I need to find an expression for the \sin(\frac{\pi}{2}+A). I cannot see one suitable.
thanks for helping.

 

[LCKurtz]

I notice that only 5 people (6 counting me) have viewed your document. Most people will not go to the trouble of opening a Word document to see a simple figure. Had more people looked, you might have learned sooner that you are trying to work the wrong problem. The question asks for a triangle circumscribed about the circle, not inscribed as you have pictured.

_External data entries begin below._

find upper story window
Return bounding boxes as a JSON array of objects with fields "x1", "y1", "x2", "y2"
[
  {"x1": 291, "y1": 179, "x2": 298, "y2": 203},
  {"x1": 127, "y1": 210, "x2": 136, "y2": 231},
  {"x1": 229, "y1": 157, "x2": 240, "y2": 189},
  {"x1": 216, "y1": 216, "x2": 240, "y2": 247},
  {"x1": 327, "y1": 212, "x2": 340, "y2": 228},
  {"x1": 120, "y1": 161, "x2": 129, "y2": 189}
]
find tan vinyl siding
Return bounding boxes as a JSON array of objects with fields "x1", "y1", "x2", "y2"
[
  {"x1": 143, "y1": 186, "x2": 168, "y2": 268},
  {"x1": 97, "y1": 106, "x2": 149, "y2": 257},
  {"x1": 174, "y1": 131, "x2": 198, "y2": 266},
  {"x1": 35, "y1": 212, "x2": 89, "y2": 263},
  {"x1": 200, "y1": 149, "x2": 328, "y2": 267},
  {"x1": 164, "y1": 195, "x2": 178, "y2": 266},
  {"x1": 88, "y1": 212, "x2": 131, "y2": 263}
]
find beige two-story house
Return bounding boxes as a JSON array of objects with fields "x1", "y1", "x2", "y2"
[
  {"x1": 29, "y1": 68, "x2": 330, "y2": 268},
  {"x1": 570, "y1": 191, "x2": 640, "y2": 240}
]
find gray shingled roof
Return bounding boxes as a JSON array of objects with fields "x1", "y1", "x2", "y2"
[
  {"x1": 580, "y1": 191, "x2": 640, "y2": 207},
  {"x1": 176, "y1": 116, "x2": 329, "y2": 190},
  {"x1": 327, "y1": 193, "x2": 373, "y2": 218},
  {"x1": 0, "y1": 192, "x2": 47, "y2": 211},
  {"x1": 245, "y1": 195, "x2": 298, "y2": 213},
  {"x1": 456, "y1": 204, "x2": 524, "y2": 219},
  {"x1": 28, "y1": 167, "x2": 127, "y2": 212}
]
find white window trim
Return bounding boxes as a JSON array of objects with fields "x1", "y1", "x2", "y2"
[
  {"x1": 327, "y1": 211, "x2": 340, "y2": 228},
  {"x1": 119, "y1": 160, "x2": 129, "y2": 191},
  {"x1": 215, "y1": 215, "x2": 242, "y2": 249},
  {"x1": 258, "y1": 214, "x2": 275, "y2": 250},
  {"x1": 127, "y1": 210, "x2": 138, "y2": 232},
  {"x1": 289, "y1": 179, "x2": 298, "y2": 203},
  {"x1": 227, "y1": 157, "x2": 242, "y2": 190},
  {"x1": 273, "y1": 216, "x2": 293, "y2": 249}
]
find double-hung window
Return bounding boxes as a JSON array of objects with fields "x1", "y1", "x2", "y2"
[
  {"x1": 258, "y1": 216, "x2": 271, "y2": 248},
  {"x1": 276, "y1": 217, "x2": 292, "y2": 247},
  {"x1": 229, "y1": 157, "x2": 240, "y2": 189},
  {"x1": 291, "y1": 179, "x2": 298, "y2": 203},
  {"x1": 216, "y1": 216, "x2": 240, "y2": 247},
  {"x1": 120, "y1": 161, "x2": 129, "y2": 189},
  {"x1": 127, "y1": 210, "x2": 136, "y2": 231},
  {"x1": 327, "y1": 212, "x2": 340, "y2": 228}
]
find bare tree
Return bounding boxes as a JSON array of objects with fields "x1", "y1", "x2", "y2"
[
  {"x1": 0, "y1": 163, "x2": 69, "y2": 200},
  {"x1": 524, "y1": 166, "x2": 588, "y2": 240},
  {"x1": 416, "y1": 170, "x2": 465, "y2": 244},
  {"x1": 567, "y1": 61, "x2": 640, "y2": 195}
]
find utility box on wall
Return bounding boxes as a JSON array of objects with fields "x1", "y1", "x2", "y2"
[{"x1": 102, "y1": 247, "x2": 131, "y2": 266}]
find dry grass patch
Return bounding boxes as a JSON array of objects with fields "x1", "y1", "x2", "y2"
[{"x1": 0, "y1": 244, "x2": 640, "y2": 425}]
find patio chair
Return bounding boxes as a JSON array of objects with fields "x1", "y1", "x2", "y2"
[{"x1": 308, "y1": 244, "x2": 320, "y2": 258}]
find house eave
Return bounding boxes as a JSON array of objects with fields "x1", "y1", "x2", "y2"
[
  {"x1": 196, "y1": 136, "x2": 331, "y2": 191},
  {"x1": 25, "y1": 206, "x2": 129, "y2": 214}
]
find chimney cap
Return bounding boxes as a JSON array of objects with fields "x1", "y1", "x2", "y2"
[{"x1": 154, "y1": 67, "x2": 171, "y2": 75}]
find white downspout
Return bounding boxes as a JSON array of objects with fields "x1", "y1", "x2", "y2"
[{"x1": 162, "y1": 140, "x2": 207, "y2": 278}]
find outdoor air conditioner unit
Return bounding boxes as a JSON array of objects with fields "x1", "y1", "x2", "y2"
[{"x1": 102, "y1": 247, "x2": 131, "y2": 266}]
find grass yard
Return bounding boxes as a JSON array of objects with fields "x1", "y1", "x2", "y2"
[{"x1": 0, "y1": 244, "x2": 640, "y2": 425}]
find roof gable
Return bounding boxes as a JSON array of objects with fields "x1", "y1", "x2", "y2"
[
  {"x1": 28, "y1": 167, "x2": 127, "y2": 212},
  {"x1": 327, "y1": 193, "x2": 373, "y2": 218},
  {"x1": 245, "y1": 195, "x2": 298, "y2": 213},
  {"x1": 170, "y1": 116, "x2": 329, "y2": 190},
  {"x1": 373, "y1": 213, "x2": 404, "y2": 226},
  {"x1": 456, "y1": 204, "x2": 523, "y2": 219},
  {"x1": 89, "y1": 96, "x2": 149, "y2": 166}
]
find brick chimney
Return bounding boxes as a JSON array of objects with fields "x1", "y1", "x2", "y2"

If you think about it the minimum area inscribed such "triangle" would have area 0.

 

[John O' Meara]

Thanks for the reply. I hope the new word attachment has the situtation described correctly. I still have the problem of finding the minimized area of this triangle though. The area of the triangle is T = \frac{a}{2} b \sin(C) I have a,b and sinC to express in terms of the radius of the circle R. or what should my approach be? Maybe I should differentiate implicitly the area, T, first, and then substitute in expressions for a, b, sinC. Finding suitable expressions is the problem for me. Thanks in advance.

 

[John O' Meara]

I do not know why this new attachment didn't post in my last post.

 

[John O' Meara]

T=\frac{a}{2} c \sin(B) \mbox{therefore we have } T = \frac{a}{2} c \frac{x+2R}{c} The c's cancel out, now the problem is to find an expression for a from the figure in terms of x and R only? Or is there a more simple way to do this?

 

[John O' Meara]

Ok, I found another formula for the area of this triangle area =R*s, where R =radius of the circle just touching each of the sides and lies inside the triangle, and s = \frac{a+b+c}{2}, but if you differentiate this w.r.t., R and put result equal to 0, you get s=0 i.e., \frac{a+2b}{2}=0 Then a=-2b clearly wrong. Please help and Thanks very much for the help.